Alphabet has been a dominant force in the internet age. And today, it's a $3 trillion behemoth that has 15 products and services that are each regularly used by at least 500 million people. This demonstrates unbelievable adoption and reach.

The company is almost impossible to disrupt these days. That's because it benefits from an incredibly powerful network effect, which makes its products and services better over time. Its ability to collect and utilize data is also hard to replicate. And the Alphabet and Google brands possess enormous value.

Being a leader in artificial intelligence is a natural progression

About a decade ago, CEO Sundar Pichai (who was the CEO of Google back then) revealed that Alphabet was shifting from a mobile-first focus to an artificial intelligence (AI)-first focus. Even before this public recognition that AI technology was going to be the future, Alphabet was well ahead of the curve. Google Search was starting to leverage machine learning capabilities all the way back in 2001.

These days, Alphabet is no doubt a leader when it comes to AI. It has a presence in seemingly every facet of the industry. This includes research, cloud computing, chip development, and large language models.

It's hard to compete with Alphabet, which has deep pockets to push forward aggressively.

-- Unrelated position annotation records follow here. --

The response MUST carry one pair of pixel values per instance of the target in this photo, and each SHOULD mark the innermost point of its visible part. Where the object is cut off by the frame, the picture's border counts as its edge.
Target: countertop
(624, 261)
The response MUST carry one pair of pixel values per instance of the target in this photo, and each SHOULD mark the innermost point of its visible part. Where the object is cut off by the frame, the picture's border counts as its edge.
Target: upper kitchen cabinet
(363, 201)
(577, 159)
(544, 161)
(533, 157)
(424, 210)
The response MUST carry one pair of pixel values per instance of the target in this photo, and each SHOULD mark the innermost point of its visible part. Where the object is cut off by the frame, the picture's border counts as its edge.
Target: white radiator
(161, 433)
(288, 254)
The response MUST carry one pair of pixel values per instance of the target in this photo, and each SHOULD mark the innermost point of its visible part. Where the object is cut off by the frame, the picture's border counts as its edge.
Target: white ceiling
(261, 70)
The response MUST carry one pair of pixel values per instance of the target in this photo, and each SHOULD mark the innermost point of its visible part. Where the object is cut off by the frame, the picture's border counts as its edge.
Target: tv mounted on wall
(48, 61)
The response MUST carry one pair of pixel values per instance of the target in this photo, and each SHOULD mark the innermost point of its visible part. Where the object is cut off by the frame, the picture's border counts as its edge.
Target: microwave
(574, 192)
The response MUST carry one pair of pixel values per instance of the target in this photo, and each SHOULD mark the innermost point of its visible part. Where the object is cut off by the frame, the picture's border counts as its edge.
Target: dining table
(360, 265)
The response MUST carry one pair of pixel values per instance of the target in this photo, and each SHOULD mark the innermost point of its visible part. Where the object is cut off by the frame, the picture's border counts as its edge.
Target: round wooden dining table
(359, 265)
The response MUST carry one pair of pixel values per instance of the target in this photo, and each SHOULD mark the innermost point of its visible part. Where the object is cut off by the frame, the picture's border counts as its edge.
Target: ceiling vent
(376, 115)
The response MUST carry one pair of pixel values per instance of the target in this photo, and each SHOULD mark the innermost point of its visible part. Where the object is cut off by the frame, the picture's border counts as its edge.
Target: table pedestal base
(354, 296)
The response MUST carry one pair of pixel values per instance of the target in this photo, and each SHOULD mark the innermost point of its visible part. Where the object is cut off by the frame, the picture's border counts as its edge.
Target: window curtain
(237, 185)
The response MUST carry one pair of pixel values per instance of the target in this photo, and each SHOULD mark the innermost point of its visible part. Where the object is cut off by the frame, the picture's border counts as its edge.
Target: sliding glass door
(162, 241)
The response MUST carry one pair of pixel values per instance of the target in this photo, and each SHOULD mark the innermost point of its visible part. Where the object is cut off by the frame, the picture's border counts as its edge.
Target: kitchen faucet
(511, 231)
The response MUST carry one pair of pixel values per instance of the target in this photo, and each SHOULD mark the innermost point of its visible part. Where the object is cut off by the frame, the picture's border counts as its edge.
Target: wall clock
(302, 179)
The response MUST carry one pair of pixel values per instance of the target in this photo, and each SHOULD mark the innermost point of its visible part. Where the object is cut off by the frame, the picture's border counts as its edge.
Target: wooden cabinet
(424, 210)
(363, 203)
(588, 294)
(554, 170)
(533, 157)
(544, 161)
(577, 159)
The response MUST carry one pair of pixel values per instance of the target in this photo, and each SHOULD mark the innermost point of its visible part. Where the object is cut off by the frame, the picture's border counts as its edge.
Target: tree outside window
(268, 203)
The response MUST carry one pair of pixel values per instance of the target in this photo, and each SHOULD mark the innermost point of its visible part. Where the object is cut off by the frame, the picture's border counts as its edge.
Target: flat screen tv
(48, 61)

It spent $22.5 billion in capital expenditures in Q2 (ended June 30). For nearly every other company, this kind of spending wouldn't be possible. Alphabet is a different beast, as it raked in $62.7 billion in net income through the first six months of 2025. And it operates with a pristine balance sheet that gives it tremendous financial flexibility.

In essence, AI appears to be enhancing Alphabet's existing business. The technology is helping this company better serve its cloud customers and advertising customers. And AI is helping Alphabet improve the capabilities of its various user-facing products and services, such as Search, Maps, and YouTube. At the end of the day, it seems this will only strengthen the company's already-powerful competitive position.

It's hard to believe that the stock is trading at this valuation

It's not surprising that Alphabet has been a winning investment. In the past decade, the share price has risen by 619% (as of Oct. 14), increasing an investor's starting capital sevenfold. While returns going forward will likely come down, the future is still bright.

Alphabet presents investors with a favorable setup right now. The stock can be purchased at a price-to-earnings ratio of 26.1. This is just slightly above the S&P 500's valuation.

The market might still be concerned about the impact that chatbots, particularly OpenAI's ChatGPT, can have on users' search behavior in the years ahead. Google Search grew revenue by double-digit percentages in the second quarter, so nothing alarming is happening yet. What's more, investors could be hesitant since Alphabet seems to always be in the regulatory crosshairs.

These are trends to watch. However, it doesn't take away from the fact that Alphabet remains a top stock to buy.